Models#
Currently available models can manage text and audio modalities. For each model, we summarize its text and audio encoding modules and its fusion strategy. Fusions strategies are divided into three categories:
Concat: Concatenation of the text and audio embeddings.
Avg: Average of the text and audio embeddings.

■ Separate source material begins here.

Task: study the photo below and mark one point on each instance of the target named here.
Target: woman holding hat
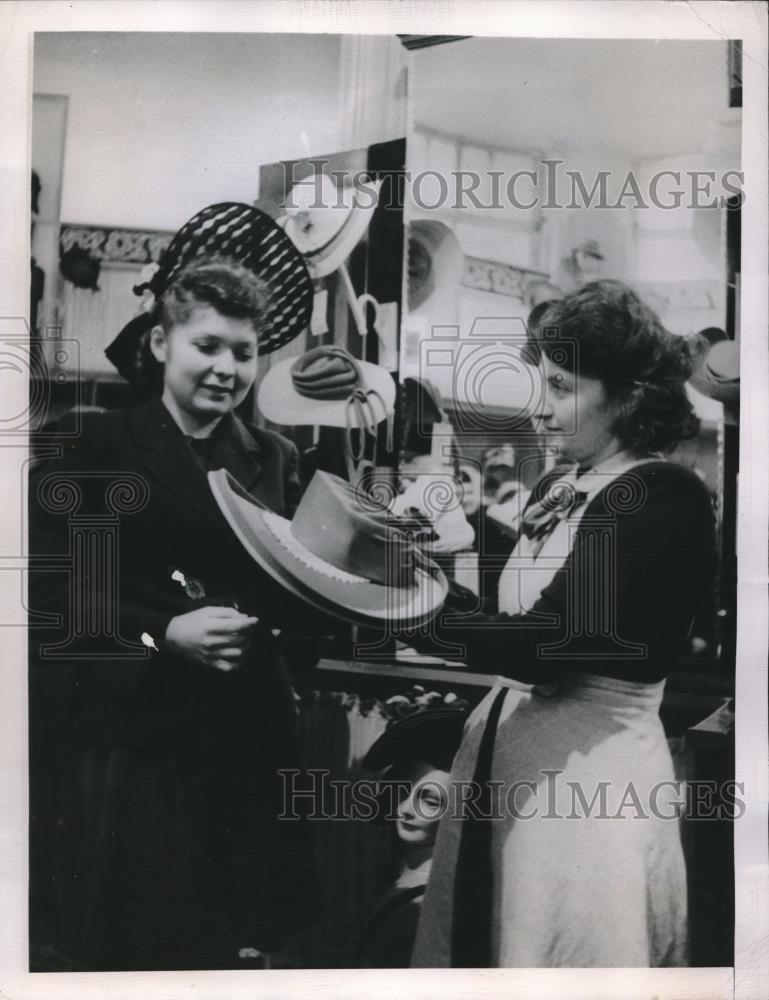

Cross: Crossmodal Attention between the text and audio embeddings.
Model |
Text Encoding |
Audio Encoding |
Fusion |
---|---|---|---|
BiLSTM |
GloVe + BiLSTM |
(Wav2Vec2 or MFCCs) + BiLSTM |
Concat-Late |
MM-BERT |
BERT |
(Wav2Vec2 or HuBERT or WavLM) + BiLSTM |
Concat-Late |
MM-RoBERTa |
RoBERTa |
(Wav2Vec2 or HuBERT or WavLM) + BiLSTM |
Concat-Late |
CSA |
BERT |
(Wav2Vec2 or HuBERT or WavLM) + Transformer |
Concat-Early |
Ensemble |
BERT |
(Wav2Vec2 or HuBERT or WavLM) + Transformer |
Avg-Late |
Mul-TA |
BERT |
(Wav2Vec2 or HuBERT or WavLM) + Transformer |
Cross |